When n is large and you are a late guesser, you have all the previous guesses
to reason from.  If you suspect that early guessers are playing the simpler
strategy in the paragraph above, you can do no better than guess the 
remaining number closest to 3n/2.  If you suspect them of a more complex 
strategy, you have to guess what it is and play accordingly, for example:

	their guess	their strategy		your best guess

	high		hold high		high
	high		hold low		low

This will get pretty complex since early guessers may use different strategies,
and the late guessers must consider all early guessers and their guesses.  I
think I would play simple in the early rounds and save my brainpower for my 
beer and the rounds where n is small.

I'll enter this note now, before the network eats it.  I may talk about small
n in a later note.

.3>On the other hand, the first player has no information to go on and might
>reason as follows:
>
>	"If I hold 	0: the possible outcomes are:	{0, 1, 2, 3}
>			1: 				{1, 2, 3, 4}
>			2: 				{2, 3, 4, 5}
>			3: 				{3, 4, 5, 6}
>	The one value common to all possible outcomes is 3; I'll call that"	
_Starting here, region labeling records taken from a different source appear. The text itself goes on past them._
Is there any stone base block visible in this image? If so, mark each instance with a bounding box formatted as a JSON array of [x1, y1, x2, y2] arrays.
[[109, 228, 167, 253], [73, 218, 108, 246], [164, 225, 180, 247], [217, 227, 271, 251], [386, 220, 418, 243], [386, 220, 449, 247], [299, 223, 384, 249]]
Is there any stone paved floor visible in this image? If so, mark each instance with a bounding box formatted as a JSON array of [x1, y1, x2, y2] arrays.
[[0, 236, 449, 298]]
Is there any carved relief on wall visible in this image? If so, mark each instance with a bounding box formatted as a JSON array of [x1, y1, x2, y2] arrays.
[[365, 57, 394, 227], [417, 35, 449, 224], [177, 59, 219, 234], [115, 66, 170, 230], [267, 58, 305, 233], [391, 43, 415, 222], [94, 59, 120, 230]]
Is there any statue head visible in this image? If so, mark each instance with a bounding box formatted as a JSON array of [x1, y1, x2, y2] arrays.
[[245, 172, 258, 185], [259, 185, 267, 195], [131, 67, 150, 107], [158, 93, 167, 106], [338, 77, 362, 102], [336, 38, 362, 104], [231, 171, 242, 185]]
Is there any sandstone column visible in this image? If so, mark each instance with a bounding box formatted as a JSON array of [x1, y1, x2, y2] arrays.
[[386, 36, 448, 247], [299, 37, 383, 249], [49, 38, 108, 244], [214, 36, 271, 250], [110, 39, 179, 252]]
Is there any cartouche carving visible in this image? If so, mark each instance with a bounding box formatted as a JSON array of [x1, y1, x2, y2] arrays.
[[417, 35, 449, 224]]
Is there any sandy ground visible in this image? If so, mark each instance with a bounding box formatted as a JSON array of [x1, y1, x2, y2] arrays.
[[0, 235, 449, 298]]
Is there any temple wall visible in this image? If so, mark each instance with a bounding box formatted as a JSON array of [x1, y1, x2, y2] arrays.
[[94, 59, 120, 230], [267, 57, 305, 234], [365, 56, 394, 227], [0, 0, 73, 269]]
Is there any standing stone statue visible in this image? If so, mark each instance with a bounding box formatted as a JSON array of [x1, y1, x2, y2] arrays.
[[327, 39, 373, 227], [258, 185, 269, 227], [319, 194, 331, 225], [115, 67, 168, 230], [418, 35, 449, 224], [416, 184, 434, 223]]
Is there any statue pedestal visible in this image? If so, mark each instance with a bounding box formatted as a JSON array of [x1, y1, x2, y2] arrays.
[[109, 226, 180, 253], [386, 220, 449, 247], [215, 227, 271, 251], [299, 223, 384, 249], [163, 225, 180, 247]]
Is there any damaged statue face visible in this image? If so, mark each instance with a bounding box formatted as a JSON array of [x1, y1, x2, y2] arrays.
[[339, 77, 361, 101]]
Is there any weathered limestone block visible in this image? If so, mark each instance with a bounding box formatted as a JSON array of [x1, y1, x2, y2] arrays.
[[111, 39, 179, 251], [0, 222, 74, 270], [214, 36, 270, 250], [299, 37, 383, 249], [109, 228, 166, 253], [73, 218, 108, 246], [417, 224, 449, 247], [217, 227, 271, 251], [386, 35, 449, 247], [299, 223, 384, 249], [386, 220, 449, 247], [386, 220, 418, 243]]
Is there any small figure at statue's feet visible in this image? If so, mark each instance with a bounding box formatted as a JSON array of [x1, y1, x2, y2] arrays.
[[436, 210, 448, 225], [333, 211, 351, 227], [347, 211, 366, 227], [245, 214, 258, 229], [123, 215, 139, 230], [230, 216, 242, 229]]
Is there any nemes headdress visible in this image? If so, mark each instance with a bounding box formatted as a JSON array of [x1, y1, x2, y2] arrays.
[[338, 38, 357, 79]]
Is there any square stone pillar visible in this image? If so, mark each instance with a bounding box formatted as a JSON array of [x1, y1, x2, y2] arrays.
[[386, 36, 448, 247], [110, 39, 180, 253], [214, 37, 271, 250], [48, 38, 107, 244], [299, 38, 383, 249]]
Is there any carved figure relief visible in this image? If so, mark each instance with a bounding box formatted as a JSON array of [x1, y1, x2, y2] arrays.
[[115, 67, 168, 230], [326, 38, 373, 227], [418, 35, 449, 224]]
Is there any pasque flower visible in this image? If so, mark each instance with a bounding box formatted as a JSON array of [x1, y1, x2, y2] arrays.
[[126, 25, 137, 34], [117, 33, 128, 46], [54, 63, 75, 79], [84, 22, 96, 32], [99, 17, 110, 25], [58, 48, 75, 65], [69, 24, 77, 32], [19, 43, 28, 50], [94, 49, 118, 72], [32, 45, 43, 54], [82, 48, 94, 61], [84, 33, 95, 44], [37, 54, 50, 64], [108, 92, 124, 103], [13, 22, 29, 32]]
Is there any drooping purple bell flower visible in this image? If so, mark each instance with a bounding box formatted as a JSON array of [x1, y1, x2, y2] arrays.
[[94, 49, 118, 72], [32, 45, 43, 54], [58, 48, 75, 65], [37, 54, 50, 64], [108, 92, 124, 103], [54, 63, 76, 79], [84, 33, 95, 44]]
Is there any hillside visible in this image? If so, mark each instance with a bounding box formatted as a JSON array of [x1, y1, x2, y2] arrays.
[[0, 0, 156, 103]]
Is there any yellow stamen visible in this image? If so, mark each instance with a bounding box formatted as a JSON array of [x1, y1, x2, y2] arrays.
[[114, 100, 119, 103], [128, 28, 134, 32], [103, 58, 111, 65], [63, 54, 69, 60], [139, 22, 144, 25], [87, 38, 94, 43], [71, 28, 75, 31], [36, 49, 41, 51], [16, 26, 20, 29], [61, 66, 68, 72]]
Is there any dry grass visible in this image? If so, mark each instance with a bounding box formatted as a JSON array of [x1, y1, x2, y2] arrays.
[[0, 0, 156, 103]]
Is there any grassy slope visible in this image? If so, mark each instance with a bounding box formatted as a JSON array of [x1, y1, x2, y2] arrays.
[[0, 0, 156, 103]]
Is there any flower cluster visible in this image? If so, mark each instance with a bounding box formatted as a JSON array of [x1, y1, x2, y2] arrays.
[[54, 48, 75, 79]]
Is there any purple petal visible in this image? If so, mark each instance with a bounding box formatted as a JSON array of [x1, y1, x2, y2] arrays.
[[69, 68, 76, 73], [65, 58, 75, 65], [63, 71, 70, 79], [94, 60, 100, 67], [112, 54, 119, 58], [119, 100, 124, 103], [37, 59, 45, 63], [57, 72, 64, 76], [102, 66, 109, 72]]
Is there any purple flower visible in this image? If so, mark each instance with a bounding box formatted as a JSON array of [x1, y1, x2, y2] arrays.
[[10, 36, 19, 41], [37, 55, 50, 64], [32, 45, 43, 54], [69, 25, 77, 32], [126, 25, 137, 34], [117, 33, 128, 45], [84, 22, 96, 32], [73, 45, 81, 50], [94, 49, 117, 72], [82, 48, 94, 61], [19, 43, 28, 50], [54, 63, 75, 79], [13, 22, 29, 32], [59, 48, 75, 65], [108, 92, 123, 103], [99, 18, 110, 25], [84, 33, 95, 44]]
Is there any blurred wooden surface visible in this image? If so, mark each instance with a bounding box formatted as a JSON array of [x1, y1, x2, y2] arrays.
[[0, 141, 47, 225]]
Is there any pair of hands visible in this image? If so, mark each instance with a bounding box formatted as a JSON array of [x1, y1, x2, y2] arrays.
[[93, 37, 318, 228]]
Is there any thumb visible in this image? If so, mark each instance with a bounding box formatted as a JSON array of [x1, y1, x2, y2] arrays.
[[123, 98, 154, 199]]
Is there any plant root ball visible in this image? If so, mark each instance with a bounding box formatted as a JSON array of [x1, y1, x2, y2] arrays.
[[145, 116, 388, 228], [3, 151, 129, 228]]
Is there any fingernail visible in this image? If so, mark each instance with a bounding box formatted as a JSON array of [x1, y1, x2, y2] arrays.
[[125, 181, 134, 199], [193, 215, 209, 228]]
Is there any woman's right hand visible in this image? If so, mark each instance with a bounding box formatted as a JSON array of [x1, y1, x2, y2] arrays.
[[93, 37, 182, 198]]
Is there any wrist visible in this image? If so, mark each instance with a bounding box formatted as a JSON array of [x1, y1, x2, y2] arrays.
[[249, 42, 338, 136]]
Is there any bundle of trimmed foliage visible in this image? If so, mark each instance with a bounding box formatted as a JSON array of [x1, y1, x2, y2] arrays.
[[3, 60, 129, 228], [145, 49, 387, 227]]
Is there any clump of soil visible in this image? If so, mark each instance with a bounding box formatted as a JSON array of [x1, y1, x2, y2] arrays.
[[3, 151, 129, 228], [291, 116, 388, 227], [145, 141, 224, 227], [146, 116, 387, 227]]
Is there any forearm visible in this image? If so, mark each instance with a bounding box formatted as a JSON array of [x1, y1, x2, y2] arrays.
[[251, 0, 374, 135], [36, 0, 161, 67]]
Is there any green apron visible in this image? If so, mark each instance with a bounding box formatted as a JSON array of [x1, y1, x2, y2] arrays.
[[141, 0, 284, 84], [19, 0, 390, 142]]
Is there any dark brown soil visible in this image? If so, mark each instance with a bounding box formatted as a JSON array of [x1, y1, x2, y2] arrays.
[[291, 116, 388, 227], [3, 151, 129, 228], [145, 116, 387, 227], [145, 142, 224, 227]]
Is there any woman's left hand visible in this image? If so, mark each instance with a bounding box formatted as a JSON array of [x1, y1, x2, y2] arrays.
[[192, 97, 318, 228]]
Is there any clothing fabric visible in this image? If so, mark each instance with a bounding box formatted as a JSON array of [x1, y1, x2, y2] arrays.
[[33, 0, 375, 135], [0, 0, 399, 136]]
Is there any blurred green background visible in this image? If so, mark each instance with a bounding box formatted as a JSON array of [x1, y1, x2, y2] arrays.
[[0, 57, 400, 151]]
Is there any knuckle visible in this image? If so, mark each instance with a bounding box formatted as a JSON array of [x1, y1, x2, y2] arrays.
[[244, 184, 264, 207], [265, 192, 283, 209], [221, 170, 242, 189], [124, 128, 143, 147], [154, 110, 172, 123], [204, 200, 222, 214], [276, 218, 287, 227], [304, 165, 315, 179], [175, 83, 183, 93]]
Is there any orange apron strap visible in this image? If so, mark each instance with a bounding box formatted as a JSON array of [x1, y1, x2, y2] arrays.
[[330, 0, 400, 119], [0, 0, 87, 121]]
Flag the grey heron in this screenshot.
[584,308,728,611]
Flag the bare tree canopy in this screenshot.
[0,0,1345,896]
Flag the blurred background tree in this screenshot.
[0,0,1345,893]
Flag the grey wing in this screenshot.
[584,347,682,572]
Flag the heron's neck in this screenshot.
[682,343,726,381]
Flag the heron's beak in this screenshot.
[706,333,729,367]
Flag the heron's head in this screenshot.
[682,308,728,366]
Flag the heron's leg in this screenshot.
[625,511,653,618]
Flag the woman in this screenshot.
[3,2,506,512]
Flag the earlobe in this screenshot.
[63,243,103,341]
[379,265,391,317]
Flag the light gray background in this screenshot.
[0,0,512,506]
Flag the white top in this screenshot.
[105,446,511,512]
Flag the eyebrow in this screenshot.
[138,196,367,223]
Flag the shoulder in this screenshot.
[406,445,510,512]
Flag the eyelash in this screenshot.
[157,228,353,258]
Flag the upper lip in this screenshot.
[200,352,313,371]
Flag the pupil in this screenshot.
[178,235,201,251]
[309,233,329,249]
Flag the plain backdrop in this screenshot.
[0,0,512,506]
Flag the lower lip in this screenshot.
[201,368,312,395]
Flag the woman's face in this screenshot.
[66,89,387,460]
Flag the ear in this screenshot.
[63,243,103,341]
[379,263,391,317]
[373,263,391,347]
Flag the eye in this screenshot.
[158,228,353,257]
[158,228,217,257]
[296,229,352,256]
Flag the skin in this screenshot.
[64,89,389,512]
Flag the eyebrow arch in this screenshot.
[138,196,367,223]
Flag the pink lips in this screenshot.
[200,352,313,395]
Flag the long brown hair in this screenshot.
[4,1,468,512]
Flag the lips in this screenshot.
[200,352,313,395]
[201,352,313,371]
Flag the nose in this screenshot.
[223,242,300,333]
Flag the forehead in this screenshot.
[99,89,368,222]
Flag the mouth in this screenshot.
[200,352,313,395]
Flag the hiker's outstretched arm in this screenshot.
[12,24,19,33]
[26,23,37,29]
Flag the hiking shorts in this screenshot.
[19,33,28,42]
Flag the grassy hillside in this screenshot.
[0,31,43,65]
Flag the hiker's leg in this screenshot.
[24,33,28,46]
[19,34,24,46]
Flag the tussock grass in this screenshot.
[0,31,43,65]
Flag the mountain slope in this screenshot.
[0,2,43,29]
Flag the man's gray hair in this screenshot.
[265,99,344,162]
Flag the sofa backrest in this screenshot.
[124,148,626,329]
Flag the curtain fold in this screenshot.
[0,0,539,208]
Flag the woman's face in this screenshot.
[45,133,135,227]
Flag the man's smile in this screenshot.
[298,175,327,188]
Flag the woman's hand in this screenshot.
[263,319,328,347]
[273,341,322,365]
Assume first that this game is being played exactly once among total
strangers.  Then you are correct in thinking that the first player has no
more information than the coins in his/her hand.  The guess 3 actually gives
the first player no better chance of guessing right than any other number
in the appropriate row above, but it does deny the second player any new
information.  Since 3 = 3n/2, it also obscures whether the first player is 
using a strategy more complex than 3n/2.

Now consider the second player, who knows that the first player has guessed
3.  The second player has already picked the number of coins to hold, but 
under the assumption above, the second player might reasonably expect a guess
of 3, and hold stones accordingly.  By a reasoning similar to .2, I believe 
that second player should hold 0 or 3 stones randomly.  Let's assume the 
portable random number generator said to hold 0.  

Assume further that second player is either a Bayesian (or a frequentist who
knows how to use Bayesian reasoning) and reasons as follows:

	My opponent must be holding {0,1,2,3} coins.  I have no information
	which would affect the relative probabilities of these outcomes, so
	I must assign them the same probability.  So the expected number of
	coins s/he holds is 1.5, so I can guess 1 or 2 with equal confidence.
	I consult my random number generator again and come up with 2 as
	my guess.

If first player held 3 coins, s/he wins, if 2, second player wins, if 0 or 1 
then they play again.

Presumably second player now goes first.  But now the situation is different.
Both players have heard their opponents guesses and seen their holdings.  So 
their optimal strategies will depend on what they have seen.  If neither
wins this round, they will play again, with even more information.

This is getting too complex for me, and I haven't even had any beer.